Part of solving any problem is to fully understand the nature of it. And what better way to do so than with some data. My goal for this exercise was to improve the accuracy of the iPhone GPS readings in all aspects (horizontally, and vertically) for a general use case (e.g. potentially any non-specific use case). However as I write, I'll try to explain the implications of various things, and hopefully they should jump out as a candidate should you have a specific use case that suits. I wrote a quick iOS app for iPhone to record every single possible type of empirical data that you might be able to describe positioning with; and record that data in an sqlite database. I extracted that info from sqlite into MySQL for further analysis using various other techniques.

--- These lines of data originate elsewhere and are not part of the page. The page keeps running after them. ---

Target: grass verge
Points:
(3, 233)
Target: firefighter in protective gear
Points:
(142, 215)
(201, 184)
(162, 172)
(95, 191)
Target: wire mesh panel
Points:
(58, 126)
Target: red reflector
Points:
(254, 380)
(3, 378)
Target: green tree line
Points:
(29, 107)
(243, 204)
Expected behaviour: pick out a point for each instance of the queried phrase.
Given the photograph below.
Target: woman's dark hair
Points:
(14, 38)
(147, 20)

In order to model my 'general' use case, I considered 3 different situations that when combined could be summarized as general purpose.

  1. Optimal GPS conditions (e.g. good weather clear, broad view of the sky), walking a random path in a small area (approx 50x50m) in the park.
  2. Sub-optimal GPS conditions, walking a predefined route through a series of city blocks among high rises, with plenty of overhead objects such as awnings, traffic lights, wires etc...
  3. General highway driving conditions, open-air highway at various speeds in a mostly linear direction.

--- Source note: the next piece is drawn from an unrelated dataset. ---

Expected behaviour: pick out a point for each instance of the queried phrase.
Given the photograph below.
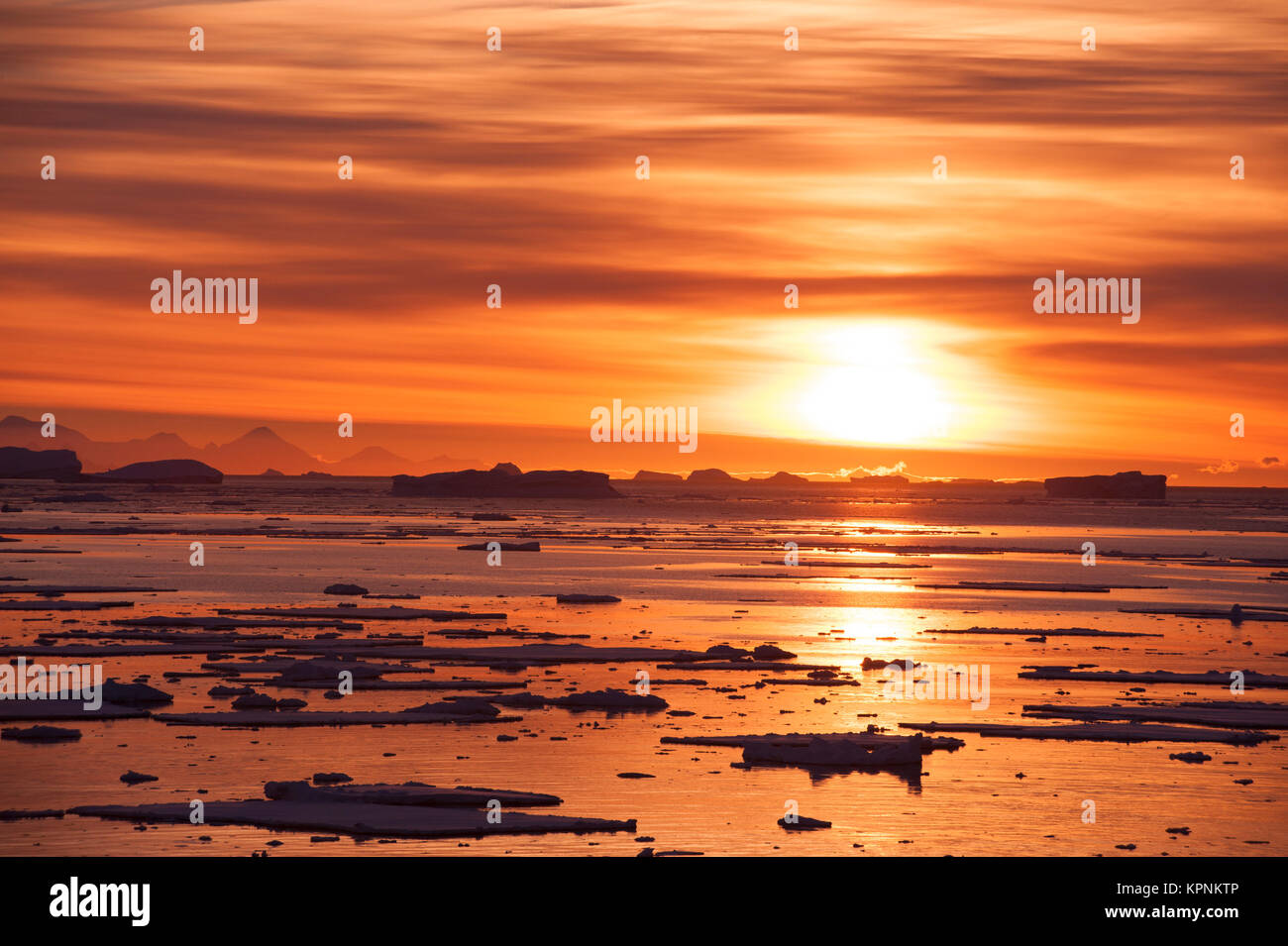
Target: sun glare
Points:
(874, 386)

For all 3 scenarios, I tried various combinations of turning off and on wifi, and cellular data (as iPhone location services are assisted by these), as well as randomly holding the device in different orientations (landscape, portrait, upside down etc.) as I was recording the data. In order to gain a good sense of accuracy variation, I aimed for at least 500 records per session. Also, in order to negate caching or anything of that nature, I ensured that a new reading wasn't recorded unless altitude, latitude, or longitude had changed since the previous record. You can download the entire SQL dump of my recordings at the end of this article.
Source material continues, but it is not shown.